Pour commencer, je voudrais remercier ceux qui ont conçu et organisé ce colloque, l'association "Europartenaires", bien sûr, mais aussi le club Témoin et la Fondation Friedrich Ebert. Je salue leurs responsables, Jean-Noël Jeanneney, Jean-Pierre Mignard et Ernst Stetter, ainsi, naturellement, que le président de l'Assemblée nationale, Laurent Fabius, qui a ouvert, ce matin, les travaux et qui nous accueille ici.
Que ce colloque, centré sur les dimensions politiques et culturelles de l'euro, soit le fruit d'une coopération franco-allemande vient, opportunément, rappeler que la monnaie unique, comme toutes les réalisations majeures de la Communauté, trouve son origine dans l'entente entre nos deux pays, dans cette volonté partagée de construire ensemble notre avenir, dans cette passion commune de la paix, qui est le fondement de la réconciliation franco-allemande, mais qui est, aussi, notre commune et égale responsabilité pour la paix en Europe.
C'est, également, l'occasion de réaffirmer que l'euro, avant d'être un instrument monétaire et économique, est un projet politique pour l'Europe et pour la paix. C'est à cette aune, aussi, que l'on doit mesurer le sens de l'abandon des souverainetés monétaires, ou plutôt de leur partage, librement consenti. En guise d'illustration, vous me permettrez de citer l'argument de François Mitterrand en faveur de l'Union économique et monétaire, en septembre 1991. Il était alors à Berlin, et s'adressait à un public allemand, avec le président Von Weizsäcker, qui l'avait invité.
"Certains s'interrogent. Ne devrait-on pas attendre avant de se lancer dans l'aventure ? (...) Mais l'Histoire, elle, s'impatiente. (...) C'est déjà le moment de vérité. Que chaque pays d'Europe reprenne le pli des vieilles influences, des rapports d'influence, des alliances anciennes mais présentes dans les mémoires et l'ombre noire des siècles passés recouvrira nos espérances. Il faut donc, nous y sommes condamnés, inventer. Condamnés à inventer ! Ce n'est pas si facile mais, après tout, c'est une tâche noble !"
L'euro va se faire. Et, en même temps, il reste à faire. La période qui s'ouvre est décisive. Les débats idéologiques sont, désormais, derrière nous. Nous devons, maintenant, répondre aux questions pratiques et à des problèmes politiques nouveaux. Nous le ferons en concrétisant le processus inauguré par le Conseil européen extraordinaire de Luxembourg sur l'emploi, en confirmant le rééquilibrage de la construction européenne que nous avons engagé, en faisant fonctionner l'euro-11.

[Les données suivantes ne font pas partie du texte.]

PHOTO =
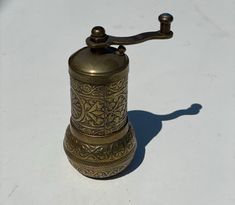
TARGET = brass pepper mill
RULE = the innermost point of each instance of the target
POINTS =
(100, 142)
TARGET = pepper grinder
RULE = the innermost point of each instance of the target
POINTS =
(100, 141)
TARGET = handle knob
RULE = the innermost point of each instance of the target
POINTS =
(98, 38)
(165, 20)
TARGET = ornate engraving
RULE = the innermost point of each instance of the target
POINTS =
(99, 173)
(100, 153)
(99, 109)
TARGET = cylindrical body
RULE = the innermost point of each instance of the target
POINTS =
(99, 141)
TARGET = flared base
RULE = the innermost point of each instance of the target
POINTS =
(100, 157)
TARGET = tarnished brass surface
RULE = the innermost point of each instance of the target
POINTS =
(100, 142)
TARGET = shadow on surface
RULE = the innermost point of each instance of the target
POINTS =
(147, 126)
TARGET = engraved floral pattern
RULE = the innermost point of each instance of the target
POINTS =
(99, 109)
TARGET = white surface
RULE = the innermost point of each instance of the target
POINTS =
(191, 160)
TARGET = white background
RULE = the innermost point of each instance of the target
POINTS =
(192, 158)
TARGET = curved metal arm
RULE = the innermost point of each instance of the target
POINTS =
(99, 39)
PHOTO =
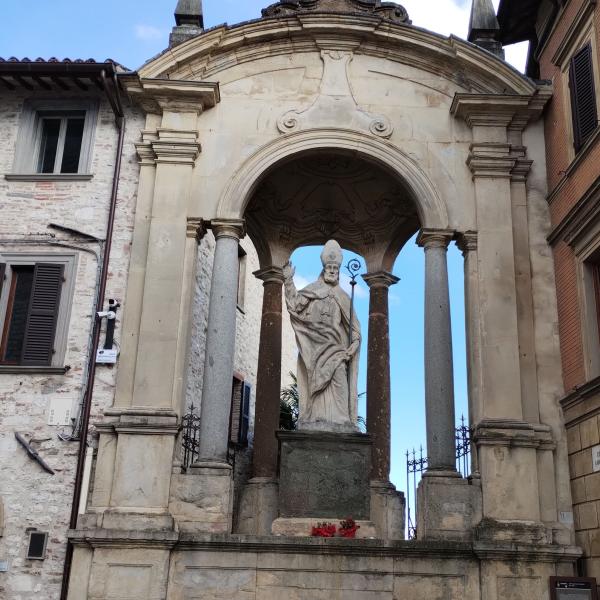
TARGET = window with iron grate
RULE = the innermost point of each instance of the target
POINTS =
(583, 96)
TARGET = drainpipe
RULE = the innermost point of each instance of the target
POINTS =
(84, 419)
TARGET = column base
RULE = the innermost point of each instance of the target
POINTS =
(446, 507)
(259, 505)
(202, 499)
(387, 510)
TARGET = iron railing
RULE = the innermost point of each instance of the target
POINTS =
(190, 438)
(416, 464)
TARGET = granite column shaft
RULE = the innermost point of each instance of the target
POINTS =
(439, 376)
(268, 384)
(220, 343)
(379, 410)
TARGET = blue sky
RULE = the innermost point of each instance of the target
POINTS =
(132, 31)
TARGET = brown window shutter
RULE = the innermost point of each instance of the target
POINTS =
(42, 317)
(245, 414)
(2, 275)
(583, 96)
(596, 276)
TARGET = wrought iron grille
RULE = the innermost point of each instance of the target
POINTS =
(190, 439)
(416, 464)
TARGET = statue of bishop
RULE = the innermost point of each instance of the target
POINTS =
(322, 320)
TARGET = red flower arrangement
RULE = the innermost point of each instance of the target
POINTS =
(348, 529)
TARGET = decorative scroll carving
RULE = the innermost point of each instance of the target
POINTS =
(387, 10)
(335, 98)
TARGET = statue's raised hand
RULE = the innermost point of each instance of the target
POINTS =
(288, 271)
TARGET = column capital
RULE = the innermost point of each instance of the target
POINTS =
(270, 274)
(435, 238)
(467, 242)
(380, 279)
(196, 228)
(231, 228)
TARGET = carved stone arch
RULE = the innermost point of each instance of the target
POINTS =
(431, 208)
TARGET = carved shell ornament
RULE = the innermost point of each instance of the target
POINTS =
(387, 10)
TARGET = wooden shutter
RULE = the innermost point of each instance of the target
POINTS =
(596, 276)
(245, 413)
(2, 275)
(583, 96)
(42, 317)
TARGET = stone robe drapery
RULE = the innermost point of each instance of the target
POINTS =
(327, 384)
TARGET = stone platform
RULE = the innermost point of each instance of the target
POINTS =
(324, 475)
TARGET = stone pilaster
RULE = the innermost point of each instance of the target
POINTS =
(378, 373)
(439, 377)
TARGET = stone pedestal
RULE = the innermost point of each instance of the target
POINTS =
(447, 507)
(258, 506)
(387, 510)
(324, 475)
(202, 499)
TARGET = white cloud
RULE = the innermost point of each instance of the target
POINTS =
(148, 33)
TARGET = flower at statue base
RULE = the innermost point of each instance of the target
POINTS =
(348, 528)
(324, 530)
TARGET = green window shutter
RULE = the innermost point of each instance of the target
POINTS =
(42, 317)
(583, 96)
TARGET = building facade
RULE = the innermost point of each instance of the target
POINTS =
(564, 50)
(237, 145)
(56, 211)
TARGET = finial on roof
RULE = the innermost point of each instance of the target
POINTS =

La période qui s'ouvre est décisive, aussi, parce qu'elle nous fait entrer véritablement dans une phase historique de la construction européenne. A cet égard le choix de votre colloque, consacré aux dimensions politiques et culturelles de la monnaie unique, et organisé en trois tables rondes -"Identité commune et conscience collective", "Les institutions : l'euro, ultime ressort ?" et "L'Europe, puissance mondiale"- est au coeur de la cible.
Il ne s'agit pas, pour moi, de donner une conclusion à ces thèmes majeurs, comme vous m'y avez invité, d'abord, parce que je n'ai pas pu assister à vos travaux -et je le regrette vraiment, je le dis sans flagornerie- mais surtout, parce que nous n'en sommes pas encore là de nos réflexions. Le débat doit s'ouvrir. Je souhaite, avec vous, y contribuer.
Il est clair, en effet, que le passage à la monnaie unique pose et impose le débat sur l'Europe politique en termes nouveaux, d'autant que nous sommes, au même moment, confrontés à un autre défi historique, celui de l'élargissement. D'un côté l'Europe, avec la décision sur la monnaie unique, a accompli un geste d'une portée considérable : onze pays qui renoncent à leur souveraineté monétaire, c'est un acte sans précédent. De l'autre côté, nous avons lancé le processus qui conduira, dans quelques années, l'Europe, avec vingt-cinq ou trente pays, à être pour la première fois établie -rétablie- dans sa géographie.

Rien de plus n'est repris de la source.